No hidden background jobs. No complicated scheduler. I want one action in, one observation out.
This gives predictable failure boundaries, cleaner logs, and faster debugging when behavior gets weird.
sequenceDiagram
autonumber
participant M as Model
participant P as Parser
participant G as Safety Gate
participant R as Runner
participant H as History
M->>P: Response with bash block
P->>G: Parsed command
alt rejected
G-->>H: rejection reason
else allowed
G->>R: execute with timeout
R-->>H: stdout or stderr
end
H-->>M: next-turn context
Failure handling step
I do not kill the run on the first error. I classify the failure and feed it back.
If the safety gate rejects a command, I explain why and ask for a different approach. If a command times out, I return that timeout as observation. If the exact same error appears three times in a row, I inject an intervention message to break the loop.
That intervention logic is tiny, but in practice it prevents a lot of useless retry cycles.
Done step
Right now, done is intentionally simple: either the model emits exit, or the loop hits the max step limit.
Later, I will probably tighten this by requiring exit plus a passing test. For the MVP stage, the current rule keeps momentum without overbuilding.
stateDiagram-v2
[*] --> Loop
Loop --> Rejected: safety fail
Rejected --> Loop: feedback added
Loop --> Executing: command allowed
Executing --> Loop: observation returned
Loop --> Success: model emits exit
Loop --> Stopped: max steps reached
Success --> [*]
Stopped --> [*]
What Is Still Missing
This is still an MVP, focus on the pricipal loop and the most painful failure modes.
AAnd there are many obvious missing pieces.
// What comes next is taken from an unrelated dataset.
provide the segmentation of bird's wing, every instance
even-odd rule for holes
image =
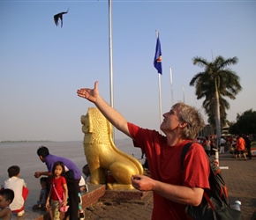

For example:
- No memory system. The model only sees the last turn’s conversation. That makes it hard to do multi-step tasks that require long-term context.
- No tool use. The agent can only interact with the environment through bash commands. It cannot use external APIs, search the web, or call other agents.
- No state management. The agent does not have an explicit representation of the world state. It has to infer everything from the conversation history and observations.
- No learning or adaptation. The agent does not improve over time. It does not learn from its mistakes or successes.